Your small business's credit is linked to your personal credit unless you have taken certain steps to avoid this. If you are just starting your business, then the business is essentially an extension of yourself. Your business and personal credit report will initially be linked.
By establishing business credit, you separate your personal credit from your business. This will prevent either one from affecting the other. For example, if you miss a few credit card payments on your personal account, that won't be reflected on your business credit.
How to Establish Business Credit
Establishing business credit separate from your personal credit is not complicated, but it does take time and effort. Begin by separating your business finances from your personal finances. Set up a business bank account, and keep your books separate.
A good way to start is by getting a credit card, small loan, or credit line from your bank in the name of your business.
Credit reporting bureau Experian recommends establishing yourself as a business entity, such as a limited liability corporation (LLC), to begin building credit. However, you may be able to qualify for business credit cards without incorporating your business.
You may also need to apply for an employer identification number with the Internal Revenue Service (IRS), depending on the type of business entity you establish. Setting up a dedicated phone line in the name of your business can also help build business credit.
Financing for Business Credit
Until you establish good business credit, most lenders will require a personal guarantee when requesting a business loan. You’ll need to put assets such as your home on the line, and those assets serve as collateral for the loan.
You might be able to find a lender that will grant you a no-personal-guarantee loan. No-personal-guarantee loans will keep your personal assets out of your business finances.
Business owners have lending options that average consumers don't. Many different types of startup business loans have been developed specifically with small business owners in mind.
Build Credit With Suppliers
Credit doesn’t have to be a formal loan; you can also initiate a credit deal with suppliers. Anytime you get goods and services today, but you don’t have to pay until later, you're establishing a line of credit. The entity giving you goods and services becomes a creditor. By sticking to payment plans, you're building business credit.
Suppliers and partners can report your credit to business credit bureaus, but they might not necessarily do so. If they don’t report, it’s possible to add these trade lines yourself as references to your Dun & Bradstreet report.
Dun and Bradstreet provides suggestions of what kind of trade references to list, and how they affect your business's credit score.
Provide Information and Monitor
Building your business’s credit isn’t exactly effortless. You may need to provide extra information to the credit bureaus. You’ll also want to make sure the information they do have is accurate. Review your credit reports periodically and fix any errors you find.
Business Credit Bureaus
Business credit rating companies are abundant, so focus on the three major bureaus as you build credit: Dun & Bradstreet, Equifax, and Experian.

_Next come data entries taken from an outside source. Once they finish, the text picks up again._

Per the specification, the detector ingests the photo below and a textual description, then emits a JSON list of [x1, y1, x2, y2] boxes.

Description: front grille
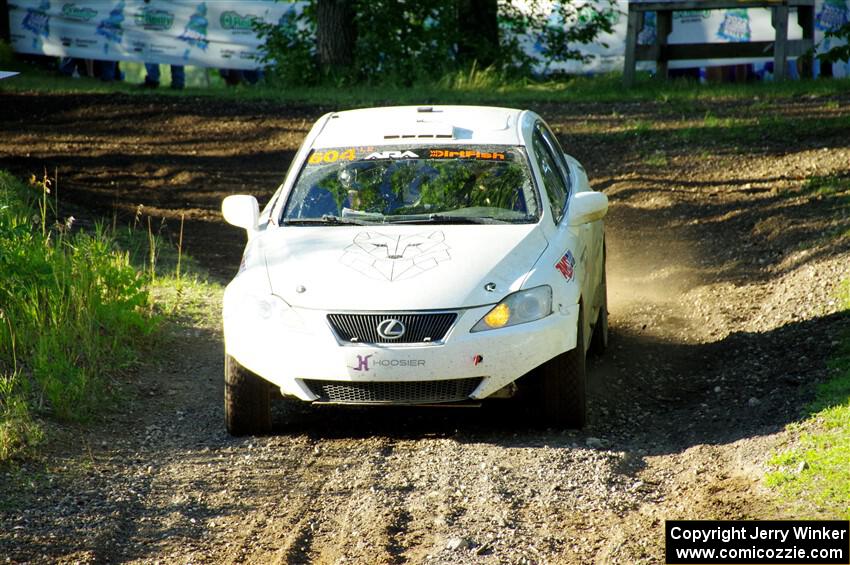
[[328, 312, 457, 343], [304, 377, 481, 404]]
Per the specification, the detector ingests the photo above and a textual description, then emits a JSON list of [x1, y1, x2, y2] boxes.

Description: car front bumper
[[224, 296, 578, 404]]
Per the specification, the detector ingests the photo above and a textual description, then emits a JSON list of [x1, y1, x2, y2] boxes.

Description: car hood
[[260, 224, 547, 311]]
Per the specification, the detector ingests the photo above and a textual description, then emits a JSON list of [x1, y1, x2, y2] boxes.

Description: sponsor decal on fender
[[351, 355, 425, 373], [555, 251, 576, 281]]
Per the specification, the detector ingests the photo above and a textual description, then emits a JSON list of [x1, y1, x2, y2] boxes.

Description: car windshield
[[283, 145, 539, 225]]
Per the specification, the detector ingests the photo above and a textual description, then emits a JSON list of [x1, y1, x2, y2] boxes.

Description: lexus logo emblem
[[378, 318, 407, 339]]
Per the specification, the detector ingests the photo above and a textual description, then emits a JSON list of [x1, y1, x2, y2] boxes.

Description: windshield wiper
[[283, 214, 373, 226]]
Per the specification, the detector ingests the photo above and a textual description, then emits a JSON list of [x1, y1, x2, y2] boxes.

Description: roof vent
[[384, 120, 455, 139]]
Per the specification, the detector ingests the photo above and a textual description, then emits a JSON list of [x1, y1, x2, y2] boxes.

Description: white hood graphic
[[342, 231, 451, 281], [261, 224, 547, 311]]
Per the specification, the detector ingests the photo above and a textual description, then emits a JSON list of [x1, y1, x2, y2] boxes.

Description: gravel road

Each bureau has its own scoring model, and they all use different information. This is how business credit scores differ from individual credit scores. Your individual credit scores are similar between the credit bureaus (although perhaps not identical). Even custom scoring models will put you in more or less the same category between lenders.
With business credit scores, on the other hand, the information comes from different sources. For example, at Dun & Bradstreet, you provide much of the information to fill out your profile and your DUNS number. Each bureau may score and operate differently.
However, as with personal scores, these business credit scores serve a similar function—they affect your business's ability to conduct business on credit. They're based on your payment history, public records, and other information.
Cost is another major difference between your personal credit and business credit scores. Be prepared to pay for information, whether you’re asking or providing information. You don’t get free credit reports every year. Instead, you’ll pay a modest fee to monitor your credit.
The Bottom Line
It can be a painful process to separate your business and personal credit. However, the benefits outweigh the costs of the effort. In the end, you know your personal credit is safe if something happens to your business, and if something happens to your personal credit, your business won't suffer for it.